Devastator discovery at two miles down

The great depth at which the aircraft lie has ensured that the TBDs are in an amazing state of preservation, the paintwork and even the fabric control surfaces having not deteriorated despite their 76-year immersion.

Eight of the biggest prizes in historic aviation history were discovered approximately two miles beneath the surface of the Coral Sea, more than 500 miles off the coast of Queensland, Australia, on 4 March by billionaire philanthropist Paul G.

Allen’s research vessel RV Petrel.
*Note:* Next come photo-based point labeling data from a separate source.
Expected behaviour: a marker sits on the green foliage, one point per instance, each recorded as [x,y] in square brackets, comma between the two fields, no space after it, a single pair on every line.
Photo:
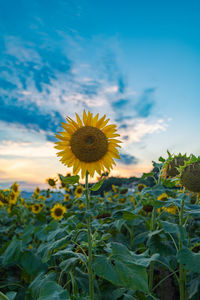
[42,258]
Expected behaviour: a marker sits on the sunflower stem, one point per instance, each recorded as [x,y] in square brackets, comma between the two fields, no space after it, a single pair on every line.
[181,269]
[90,272]
[151,268]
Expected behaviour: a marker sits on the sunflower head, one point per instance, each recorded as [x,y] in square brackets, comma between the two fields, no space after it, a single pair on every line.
[195,248]
[79,191]
[58,211]
[171,165]
[172,209]
[114,188]
[51,182]
[141,186]
[190,174]
[67,197]
[122,200]
[81,206]
[123,191]
[88,144]
[12,198]
[15,187]
[162,197]
[36,208]
[4,198]
[36,192]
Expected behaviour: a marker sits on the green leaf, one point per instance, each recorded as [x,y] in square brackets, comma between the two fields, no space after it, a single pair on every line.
[161,159]
[127,215]
[145,175]
[12,253]
[51,290]
[174,228]
[190,260]
[132,276]
[32,263]
[11,295]
[95,187]
[69,179]
[104,268]
[3,297]
[68,263]
[170,227]
[193,287]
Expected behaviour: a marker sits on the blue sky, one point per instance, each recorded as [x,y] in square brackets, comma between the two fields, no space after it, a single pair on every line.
[138,61]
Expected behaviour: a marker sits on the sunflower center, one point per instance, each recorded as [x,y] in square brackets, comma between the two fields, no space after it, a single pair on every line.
[58,212]
[89,144]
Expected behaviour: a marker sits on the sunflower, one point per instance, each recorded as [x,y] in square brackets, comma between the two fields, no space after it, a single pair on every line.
[190,174]
[141,186]
[58,211]
[36,208]
[79,191]
[171,165]
[3,198]
[88,145]
[162,197]
[67,197]
[172,209]
[122,200]
[12,198]
[51,182]
[114,188]
[15,187]
[81,206]
[36,192]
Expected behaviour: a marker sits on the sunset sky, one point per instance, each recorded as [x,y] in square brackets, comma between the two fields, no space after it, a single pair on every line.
[136,61]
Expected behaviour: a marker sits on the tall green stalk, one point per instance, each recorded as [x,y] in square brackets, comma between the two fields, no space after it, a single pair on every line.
[151,269]
[181,269]
[90,272]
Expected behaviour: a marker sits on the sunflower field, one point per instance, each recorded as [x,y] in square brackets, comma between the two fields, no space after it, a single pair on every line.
[77,241]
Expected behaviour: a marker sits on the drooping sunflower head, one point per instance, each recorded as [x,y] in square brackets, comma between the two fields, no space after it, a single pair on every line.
[12,198]
[36,192]
[122,200]
[36,208]
[114,188]
[171,209]
[171,165]
[79,191]
[162,197]
[3,198]
[15,187]
[190,174]
[141,186]
[81,206]
[67,197]
[51,182]
[58,211]
[88,144]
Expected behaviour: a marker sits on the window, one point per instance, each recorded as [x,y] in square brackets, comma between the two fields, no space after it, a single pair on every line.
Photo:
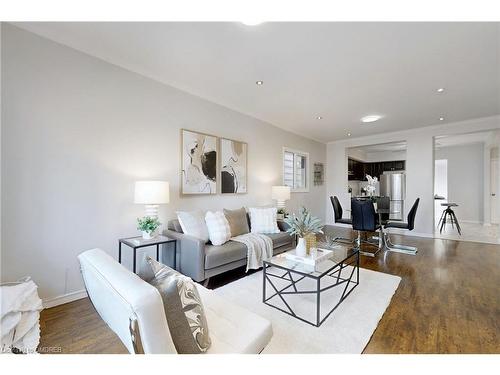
[296,170]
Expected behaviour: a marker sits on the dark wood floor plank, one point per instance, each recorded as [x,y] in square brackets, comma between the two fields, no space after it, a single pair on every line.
[448,301]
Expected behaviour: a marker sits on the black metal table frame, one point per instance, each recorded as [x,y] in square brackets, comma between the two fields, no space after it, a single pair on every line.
[334,272]
[157,244]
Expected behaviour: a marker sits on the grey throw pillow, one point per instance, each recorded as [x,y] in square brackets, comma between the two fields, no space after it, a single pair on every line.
[183,309]
[238,221]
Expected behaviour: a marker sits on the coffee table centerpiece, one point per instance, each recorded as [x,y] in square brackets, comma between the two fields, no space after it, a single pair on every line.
[303,225]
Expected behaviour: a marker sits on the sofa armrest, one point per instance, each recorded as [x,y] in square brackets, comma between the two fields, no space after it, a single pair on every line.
[191,255]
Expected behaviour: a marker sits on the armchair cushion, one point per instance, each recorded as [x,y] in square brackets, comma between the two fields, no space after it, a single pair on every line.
[183,309]
[234,329]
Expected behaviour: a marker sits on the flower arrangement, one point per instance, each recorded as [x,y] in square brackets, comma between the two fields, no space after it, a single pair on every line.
[372,181]
[148,225]
[305,226]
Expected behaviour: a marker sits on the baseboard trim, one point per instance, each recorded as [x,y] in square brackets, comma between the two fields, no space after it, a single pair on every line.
[396,231]
[65,298]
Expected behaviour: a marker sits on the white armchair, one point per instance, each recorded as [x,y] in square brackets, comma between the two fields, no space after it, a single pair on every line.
[133,309]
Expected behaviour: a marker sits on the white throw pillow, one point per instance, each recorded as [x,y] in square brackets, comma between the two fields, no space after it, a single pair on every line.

The aircraft, seven Douglas TBD-1 Devastators — of which there are no preserved survivors — and a combat veteran Grumman F4F Wildcat, have been on the bottom since 8 May 1942, when the aircraft carrier on which they were serving, the USS Lexington, was sunk during the Battle of the Coral Sea.

The battle was the first action in which aircraft carriers engaged each other, and the first when crews from either side neither saw the opposing vessels, nor fired directly upon one another. The USS Lexington — originally commissioned as a battlecruiser but launched as an aircraft carrier during 1925 — faced three Japanese carriers, along with the USS Yorktown. On the morning of 8 May, Lexington suffered multiple hits by torpedoes and bombs delivered by Nakajima B5N ‘Kate’ torpedo bombers and Aichi D3A ‘Val’ dive-bombers, a secondary explosion causing uncontrolled fires that finally saw the order go out to abandon ship. A total of 216 crew members were lost, 2,770 being rescued.
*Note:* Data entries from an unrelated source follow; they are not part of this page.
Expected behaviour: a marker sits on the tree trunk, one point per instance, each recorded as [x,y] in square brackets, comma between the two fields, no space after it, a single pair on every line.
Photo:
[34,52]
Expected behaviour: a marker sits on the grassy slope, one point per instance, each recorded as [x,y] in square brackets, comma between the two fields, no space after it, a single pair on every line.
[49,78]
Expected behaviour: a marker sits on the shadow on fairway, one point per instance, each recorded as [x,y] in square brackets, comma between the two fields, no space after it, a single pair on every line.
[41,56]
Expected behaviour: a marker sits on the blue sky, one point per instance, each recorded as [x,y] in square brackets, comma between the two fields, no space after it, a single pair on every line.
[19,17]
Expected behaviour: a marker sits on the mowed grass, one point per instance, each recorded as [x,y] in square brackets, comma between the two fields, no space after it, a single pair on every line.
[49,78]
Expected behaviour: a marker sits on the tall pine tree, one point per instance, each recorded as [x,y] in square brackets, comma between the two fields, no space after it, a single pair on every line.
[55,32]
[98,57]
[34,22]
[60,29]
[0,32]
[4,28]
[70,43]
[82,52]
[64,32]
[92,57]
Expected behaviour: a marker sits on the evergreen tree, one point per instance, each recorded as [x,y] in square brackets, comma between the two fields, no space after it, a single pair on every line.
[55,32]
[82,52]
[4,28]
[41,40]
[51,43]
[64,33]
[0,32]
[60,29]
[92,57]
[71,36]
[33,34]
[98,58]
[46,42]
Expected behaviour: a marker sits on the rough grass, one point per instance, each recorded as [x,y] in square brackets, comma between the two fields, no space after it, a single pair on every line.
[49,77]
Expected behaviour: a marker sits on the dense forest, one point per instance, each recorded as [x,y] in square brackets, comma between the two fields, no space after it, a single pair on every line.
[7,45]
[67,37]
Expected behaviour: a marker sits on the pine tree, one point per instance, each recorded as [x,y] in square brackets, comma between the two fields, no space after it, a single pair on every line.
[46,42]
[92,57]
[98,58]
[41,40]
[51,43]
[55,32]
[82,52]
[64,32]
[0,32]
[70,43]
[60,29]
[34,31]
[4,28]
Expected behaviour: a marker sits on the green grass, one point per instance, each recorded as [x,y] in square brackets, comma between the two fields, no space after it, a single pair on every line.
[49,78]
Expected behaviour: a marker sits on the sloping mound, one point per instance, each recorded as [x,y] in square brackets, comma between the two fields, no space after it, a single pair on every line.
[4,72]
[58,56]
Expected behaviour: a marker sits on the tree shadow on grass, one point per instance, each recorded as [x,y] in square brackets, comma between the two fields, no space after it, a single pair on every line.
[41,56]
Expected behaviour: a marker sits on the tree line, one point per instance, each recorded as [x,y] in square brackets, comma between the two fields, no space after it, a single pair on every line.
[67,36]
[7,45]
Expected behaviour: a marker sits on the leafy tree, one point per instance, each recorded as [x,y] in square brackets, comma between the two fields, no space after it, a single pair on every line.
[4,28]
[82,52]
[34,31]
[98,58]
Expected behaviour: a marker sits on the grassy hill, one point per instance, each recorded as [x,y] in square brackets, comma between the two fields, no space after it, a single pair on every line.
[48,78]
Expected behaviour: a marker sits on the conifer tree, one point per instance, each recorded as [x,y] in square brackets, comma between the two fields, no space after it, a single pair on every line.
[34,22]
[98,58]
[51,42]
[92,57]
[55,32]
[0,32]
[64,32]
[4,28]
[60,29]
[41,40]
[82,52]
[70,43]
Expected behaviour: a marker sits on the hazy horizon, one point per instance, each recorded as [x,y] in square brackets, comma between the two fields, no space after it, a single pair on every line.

To prevent the carrier being captured, the cruiser USS Phelps despatched the final torpedoes that sank the crippled carrier.
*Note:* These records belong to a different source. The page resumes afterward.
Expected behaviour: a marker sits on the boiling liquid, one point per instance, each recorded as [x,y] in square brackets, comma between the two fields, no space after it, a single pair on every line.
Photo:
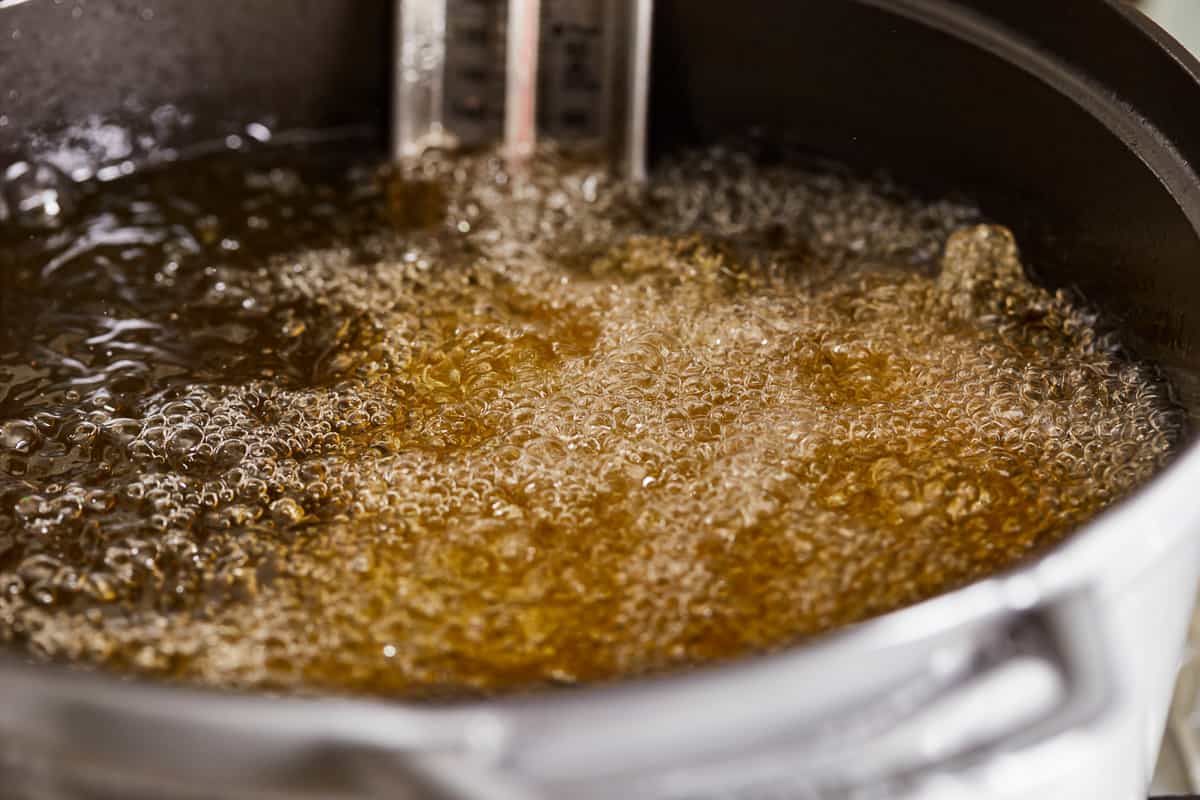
[281,422]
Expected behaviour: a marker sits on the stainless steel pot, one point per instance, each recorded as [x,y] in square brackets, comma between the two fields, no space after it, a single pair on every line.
[1077,122]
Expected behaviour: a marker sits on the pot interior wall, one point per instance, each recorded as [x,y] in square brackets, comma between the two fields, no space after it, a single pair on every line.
[850,80]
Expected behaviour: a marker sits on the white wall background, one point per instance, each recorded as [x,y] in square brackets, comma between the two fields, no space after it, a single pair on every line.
[1181,17]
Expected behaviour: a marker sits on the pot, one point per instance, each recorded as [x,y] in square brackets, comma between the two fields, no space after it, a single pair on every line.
[1075,122]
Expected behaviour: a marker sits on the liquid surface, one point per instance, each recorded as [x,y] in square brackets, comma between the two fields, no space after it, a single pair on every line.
[285,423]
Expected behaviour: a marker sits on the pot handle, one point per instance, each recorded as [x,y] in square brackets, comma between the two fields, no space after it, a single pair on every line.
[1006,685]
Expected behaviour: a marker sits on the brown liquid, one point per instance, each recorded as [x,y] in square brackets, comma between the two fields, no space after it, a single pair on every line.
[307,428]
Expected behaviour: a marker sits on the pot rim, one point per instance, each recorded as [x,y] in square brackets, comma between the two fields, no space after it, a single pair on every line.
[1098,555]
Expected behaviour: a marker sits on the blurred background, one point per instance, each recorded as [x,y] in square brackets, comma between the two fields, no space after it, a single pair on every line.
[1179,769]
[1181,17]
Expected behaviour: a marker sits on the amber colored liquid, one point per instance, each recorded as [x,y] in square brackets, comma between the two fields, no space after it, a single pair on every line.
[317,427]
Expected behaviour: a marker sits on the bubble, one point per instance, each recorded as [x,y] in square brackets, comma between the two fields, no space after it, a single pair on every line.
[37,194]
[483,431]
But the Japanese had suffered what would turn out to be a permanent setback in their advance on New Guinea and Australia, and lost the light carrier Shoho, the fleet carrier Shokaku suffering significant damage.

Several examples of the Devastator, Wildcat and Douglas Dauntless were blown off the deck before the Lexington sank, and the seven TBDs and the F4F discovered are lying separate from the three main surviving sections of the ship and are not considered to be war graves by the US Navy. The National Museum of Naval Aviation at Pensacola, Florida, is reported to be very interested in the discovery, possibly raising hopes that a private/public partnership could be entered into to recover some of the aircraft.

On 7 May 1942, the TBD-1 coded T-8 attacked the Japanese light aircraft carrier Shōhō, which shortly afterwards became the first Japanese carrier to be sunk.
Two entwined TBD-1s, with T-9 — which scored a confirmed hit on the Shōhō — on the bottom.
The F4F flown from the USS Lexington by US Navy ace Lt Noel Gaylor.

The Wildcat has been identified as a machine flown by US Navy ace Lt Noel Gaylor, who went on to command the navy’s experimental jet fighter squadron VX-3 from June 1951 to January 1954, retiring on 31 August 1976 as an admiral. Five of the TBDs located — coded T-3, T-4, T-5, T-8 and T-9 — participated in a torpedo attack on the Shōhō during the battle, with T-4 and T-9 scoring confirmed hits.

Paul Allen, whose previous recoveries have included the ship’s bell from HMS Hood — it is now on display at the National Museum of the Royal Navy in Portsmouth — said, “To pay tribute to the USS Lexington and the brave men that served on her is an honour. As Americans, all of us owe a debt of gratitude to everyone who served and who continue to serve our country for their courage, persistence and sacrifice.”